Colchicine is an ancient agent with well-known anti-inflammatory effects and commonly used in treatment of hyperinflammatory conditions. It has been argued that colchicine could be an appropriate treatment option in COVID-19 to control hyperinflammatory response. Here in this study, we aimed to investigate the impact of colchicine on outcomes of COVID-19 in our inpatient cohort. In this retrospective cohort study, hospitalized COVID-19 patients were investigated. Demographics, comorbidities, COVID-19 symptoms, laboratory findings on admission and discharge, baseline and seventh day oxygenation status, rates of mortality, intensive care unit admission, administration of other anti-inflammatory treatments and length of hospital stay were compared between patients who received standard of care medications and who received colchicine additionally. Three hundred and thirty-six patients were included in the study (171 standard of care, 165 standard of care plus colchicine). The median length of hospital stay in colchicine group was significantly shorter. Rates of admission to intensive care unit, anti-inflammatory treatment administration and mortality did not differentiate between standard of care and colchicine groups.

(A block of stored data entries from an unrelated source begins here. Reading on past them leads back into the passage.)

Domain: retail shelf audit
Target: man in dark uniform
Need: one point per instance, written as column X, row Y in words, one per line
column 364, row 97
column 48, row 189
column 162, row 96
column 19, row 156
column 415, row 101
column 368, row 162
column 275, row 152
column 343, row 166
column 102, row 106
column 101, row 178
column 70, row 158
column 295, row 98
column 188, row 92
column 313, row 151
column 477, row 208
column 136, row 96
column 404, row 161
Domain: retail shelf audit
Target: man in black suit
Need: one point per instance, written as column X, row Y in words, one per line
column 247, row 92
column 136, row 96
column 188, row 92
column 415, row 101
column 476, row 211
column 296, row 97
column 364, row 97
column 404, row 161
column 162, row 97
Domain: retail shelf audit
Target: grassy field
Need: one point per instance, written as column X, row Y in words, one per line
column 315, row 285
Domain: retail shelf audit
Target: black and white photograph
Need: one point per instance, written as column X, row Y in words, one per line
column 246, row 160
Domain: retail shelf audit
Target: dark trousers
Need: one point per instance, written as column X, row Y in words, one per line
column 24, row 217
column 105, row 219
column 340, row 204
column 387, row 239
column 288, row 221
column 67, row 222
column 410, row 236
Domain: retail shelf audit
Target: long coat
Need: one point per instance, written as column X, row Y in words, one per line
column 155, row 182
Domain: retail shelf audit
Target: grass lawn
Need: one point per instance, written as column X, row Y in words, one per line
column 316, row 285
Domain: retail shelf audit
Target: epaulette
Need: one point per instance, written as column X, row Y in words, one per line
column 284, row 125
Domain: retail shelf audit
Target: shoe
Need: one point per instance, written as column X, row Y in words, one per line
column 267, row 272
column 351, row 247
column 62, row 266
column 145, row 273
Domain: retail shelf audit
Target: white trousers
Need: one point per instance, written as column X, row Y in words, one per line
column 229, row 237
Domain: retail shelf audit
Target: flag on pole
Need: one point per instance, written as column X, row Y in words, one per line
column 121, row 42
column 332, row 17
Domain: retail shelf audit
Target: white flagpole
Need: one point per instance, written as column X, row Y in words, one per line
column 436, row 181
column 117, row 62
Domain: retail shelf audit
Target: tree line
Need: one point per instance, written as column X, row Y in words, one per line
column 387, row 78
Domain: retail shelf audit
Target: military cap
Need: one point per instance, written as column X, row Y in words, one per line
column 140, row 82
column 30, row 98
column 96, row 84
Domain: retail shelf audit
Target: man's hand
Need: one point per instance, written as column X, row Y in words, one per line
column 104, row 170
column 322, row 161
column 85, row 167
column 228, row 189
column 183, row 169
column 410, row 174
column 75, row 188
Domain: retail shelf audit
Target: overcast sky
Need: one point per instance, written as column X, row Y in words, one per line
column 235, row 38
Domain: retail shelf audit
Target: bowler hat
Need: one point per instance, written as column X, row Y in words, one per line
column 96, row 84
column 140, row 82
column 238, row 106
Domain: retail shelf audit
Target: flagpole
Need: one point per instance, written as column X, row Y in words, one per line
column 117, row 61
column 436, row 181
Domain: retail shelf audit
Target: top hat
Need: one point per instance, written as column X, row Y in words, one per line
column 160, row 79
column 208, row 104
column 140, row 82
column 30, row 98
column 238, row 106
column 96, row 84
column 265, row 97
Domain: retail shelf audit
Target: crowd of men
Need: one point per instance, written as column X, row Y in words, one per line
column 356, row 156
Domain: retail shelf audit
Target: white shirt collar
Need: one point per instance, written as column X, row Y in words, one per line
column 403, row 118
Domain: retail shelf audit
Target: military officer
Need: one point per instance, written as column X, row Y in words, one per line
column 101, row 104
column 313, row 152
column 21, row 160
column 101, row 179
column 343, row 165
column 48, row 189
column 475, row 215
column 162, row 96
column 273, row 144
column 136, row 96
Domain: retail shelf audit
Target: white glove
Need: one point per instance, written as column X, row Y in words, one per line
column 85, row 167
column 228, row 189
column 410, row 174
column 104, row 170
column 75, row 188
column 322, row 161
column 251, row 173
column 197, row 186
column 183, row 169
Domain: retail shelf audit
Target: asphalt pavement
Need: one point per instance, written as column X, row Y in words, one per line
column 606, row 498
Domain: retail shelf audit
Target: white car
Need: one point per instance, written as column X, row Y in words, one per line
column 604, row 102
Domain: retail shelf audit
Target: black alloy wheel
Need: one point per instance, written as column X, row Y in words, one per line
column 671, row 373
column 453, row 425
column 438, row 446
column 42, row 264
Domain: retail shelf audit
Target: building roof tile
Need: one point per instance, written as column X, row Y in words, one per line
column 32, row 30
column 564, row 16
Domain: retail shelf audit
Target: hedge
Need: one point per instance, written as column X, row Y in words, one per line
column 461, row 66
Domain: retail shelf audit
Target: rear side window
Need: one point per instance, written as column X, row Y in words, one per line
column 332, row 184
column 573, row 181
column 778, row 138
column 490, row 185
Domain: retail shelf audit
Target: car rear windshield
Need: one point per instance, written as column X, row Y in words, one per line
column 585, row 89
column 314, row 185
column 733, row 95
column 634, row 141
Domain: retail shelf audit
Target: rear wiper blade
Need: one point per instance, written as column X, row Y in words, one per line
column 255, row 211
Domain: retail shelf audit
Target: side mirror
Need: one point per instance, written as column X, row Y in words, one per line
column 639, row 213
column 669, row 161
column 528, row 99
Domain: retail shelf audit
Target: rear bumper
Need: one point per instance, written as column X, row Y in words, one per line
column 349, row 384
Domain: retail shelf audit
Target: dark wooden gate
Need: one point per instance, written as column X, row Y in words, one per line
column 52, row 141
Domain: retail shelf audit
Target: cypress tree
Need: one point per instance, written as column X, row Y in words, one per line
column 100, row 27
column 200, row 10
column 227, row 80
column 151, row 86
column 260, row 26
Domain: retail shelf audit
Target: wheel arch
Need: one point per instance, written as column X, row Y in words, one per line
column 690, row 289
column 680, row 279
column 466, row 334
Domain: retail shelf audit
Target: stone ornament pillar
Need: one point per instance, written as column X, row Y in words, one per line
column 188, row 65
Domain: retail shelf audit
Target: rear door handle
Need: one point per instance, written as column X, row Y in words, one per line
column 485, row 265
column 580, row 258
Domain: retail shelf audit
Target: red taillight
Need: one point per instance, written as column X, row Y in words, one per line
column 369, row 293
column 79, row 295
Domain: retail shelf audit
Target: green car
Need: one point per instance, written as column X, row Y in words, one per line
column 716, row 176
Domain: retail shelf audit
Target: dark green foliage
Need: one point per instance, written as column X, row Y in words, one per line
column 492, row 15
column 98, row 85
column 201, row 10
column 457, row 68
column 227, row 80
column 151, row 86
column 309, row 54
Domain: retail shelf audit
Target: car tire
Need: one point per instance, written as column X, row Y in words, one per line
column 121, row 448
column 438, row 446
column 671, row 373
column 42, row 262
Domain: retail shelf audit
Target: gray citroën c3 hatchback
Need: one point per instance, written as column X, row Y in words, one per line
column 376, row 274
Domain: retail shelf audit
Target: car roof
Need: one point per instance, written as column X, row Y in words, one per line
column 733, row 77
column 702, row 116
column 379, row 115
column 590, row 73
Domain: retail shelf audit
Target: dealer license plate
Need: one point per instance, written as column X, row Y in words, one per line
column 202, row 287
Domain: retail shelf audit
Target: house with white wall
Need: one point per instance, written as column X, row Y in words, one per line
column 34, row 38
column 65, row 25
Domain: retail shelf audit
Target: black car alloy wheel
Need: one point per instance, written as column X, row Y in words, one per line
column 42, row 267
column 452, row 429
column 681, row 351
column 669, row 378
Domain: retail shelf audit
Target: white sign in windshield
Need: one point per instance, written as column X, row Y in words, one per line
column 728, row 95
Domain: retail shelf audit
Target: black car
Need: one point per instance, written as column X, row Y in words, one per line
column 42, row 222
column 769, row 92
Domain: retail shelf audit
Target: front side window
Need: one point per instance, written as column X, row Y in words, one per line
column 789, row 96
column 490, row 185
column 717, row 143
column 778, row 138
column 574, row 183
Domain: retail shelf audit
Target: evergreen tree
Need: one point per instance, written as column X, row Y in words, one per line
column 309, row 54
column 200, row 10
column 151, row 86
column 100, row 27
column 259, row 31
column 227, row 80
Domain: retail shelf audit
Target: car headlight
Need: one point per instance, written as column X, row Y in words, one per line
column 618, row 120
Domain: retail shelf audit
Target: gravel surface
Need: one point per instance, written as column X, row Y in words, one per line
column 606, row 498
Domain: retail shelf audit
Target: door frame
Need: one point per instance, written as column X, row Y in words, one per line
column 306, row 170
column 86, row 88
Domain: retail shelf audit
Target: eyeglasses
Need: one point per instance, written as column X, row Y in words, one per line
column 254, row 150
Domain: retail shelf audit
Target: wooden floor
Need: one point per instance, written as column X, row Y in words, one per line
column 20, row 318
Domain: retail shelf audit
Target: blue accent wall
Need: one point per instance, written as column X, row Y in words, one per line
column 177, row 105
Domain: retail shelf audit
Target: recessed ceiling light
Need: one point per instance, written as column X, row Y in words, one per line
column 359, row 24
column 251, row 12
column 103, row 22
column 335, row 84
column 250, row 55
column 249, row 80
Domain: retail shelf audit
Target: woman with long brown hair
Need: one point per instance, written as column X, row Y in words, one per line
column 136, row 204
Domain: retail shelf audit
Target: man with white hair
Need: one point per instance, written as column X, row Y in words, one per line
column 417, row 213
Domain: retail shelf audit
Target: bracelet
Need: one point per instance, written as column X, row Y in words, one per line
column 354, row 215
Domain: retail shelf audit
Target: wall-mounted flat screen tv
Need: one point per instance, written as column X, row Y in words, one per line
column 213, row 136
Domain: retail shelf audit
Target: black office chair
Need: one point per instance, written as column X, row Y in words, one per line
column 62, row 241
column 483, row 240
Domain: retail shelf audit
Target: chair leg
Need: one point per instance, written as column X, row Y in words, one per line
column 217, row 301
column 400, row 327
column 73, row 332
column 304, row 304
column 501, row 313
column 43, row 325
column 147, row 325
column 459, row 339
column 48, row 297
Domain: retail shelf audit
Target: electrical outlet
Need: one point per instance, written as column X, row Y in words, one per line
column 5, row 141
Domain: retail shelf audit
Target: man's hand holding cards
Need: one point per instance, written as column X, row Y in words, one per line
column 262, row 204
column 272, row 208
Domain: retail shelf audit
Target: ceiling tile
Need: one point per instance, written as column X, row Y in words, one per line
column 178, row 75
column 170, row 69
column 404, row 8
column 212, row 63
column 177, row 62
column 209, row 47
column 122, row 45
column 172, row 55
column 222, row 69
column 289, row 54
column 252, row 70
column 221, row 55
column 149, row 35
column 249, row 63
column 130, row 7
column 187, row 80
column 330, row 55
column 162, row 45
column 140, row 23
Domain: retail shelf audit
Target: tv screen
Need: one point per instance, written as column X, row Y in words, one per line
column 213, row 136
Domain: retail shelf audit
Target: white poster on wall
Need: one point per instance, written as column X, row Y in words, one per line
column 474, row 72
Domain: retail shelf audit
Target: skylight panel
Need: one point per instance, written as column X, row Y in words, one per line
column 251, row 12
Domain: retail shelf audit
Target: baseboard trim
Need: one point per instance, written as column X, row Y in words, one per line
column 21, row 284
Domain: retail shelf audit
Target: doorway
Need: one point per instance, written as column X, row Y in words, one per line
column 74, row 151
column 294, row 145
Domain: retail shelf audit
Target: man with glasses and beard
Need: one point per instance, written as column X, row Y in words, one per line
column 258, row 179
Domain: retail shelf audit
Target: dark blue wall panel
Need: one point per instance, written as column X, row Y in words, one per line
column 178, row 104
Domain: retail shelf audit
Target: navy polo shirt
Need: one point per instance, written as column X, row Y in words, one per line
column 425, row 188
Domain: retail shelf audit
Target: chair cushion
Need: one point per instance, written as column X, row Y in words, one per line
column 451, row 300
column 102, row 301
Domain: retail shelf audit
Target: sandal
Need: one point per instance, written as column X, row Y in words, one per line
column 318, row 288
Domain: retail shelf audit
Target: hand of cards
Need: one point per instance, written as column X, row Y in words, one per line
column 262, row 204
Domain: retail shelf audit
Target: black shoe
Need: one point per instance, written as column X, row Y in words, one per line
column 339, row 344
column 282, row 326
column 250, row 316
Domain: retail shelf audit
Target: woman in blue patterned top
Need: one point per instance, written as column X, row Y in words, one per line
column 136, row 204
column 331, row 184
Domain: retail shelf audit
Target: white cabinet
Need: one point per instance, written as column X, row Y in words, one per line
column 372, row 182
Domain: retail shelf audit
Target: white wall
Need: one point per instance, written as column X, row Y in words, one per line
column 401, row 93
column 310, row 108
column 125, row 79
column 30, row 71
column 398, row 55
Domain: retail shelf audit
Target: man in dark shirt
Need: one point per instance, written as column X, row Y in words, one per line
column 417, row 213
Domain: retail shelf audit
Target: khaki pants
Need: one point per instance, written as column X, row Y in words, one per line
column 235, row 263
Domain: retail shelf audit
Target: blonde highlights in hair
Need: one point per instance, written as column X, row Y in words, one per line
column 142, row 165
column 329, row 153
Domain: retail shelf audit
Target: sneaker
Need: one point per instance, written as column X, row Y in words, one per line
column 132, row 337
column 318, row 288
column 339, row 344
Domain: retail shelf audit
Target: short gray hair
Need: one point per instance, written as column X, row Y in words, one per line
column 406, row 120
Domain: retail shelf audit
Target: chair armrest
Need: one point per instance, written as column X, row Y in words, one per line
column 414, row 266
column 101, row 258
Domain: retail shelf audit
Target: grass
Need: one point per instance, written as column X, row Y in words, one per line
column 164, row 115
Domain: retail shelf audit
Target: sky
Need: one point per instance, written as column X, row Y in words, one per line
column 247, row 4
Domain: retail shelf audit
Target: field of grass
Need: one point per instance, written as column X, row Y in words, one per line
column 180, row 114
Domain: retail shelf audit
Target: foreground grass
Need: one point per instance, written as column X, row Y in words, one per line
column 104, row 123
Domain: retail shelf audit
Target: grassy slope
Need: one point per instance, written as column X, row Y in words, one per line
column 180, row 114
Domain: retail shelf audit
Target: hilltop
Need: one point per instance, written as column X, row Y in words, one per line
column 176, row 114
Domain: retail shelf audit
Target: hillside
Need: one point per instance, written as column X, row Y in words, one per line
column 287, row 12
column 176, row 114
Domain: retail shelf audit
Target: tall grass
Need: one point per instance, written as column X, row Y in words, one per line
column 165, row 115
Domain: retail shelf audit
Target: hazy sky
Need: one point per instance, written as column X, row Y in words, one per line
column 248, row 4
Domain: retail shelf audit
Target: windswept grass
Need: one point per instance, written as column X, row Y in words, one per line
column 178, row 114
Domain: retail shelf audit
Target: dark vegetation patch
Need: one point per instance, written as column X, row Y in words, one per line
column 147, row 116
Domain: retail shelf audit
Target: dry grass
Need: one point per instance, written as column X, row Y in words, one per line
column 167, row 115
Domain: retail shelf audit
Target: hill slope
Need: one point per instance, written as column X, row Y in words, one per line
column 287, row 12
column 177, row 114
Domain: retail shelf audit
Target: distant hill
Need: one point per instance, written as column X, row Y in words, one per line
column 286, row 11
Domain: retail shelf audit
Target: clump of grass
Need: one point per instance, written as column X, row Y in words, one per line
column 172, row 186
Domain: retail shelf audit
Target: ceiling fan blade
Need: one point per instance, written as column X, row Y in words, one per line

However, reduced rates of mortality and ICU admission were observed in patients who received colchicine with a dose of 1 mg/day when compared to patients who received 0.5 mg/day. Our study demonstrated that COVID-19 patients who received colchicine in addition to standard of care had shorter hospital stay. Our results further support the use of colchicine in treatment of COVID-19, particularly with a dose of 1 mg/day.

Highlights

  • Colchicine is an ancient agent with well-known anti-inflammatory effects and commonly used in treatment of hyperinflammatory conditions

  • Colchicine, an alkaloid derived from Colchicum autumnale, inhibits intracellular microtubules leading to alterations in various inflammatory processes including superoxide production, neutrophil chemotaxis and adhesion by affecting the cytokine network through interleukin (IL) 1β inhibition [4,5]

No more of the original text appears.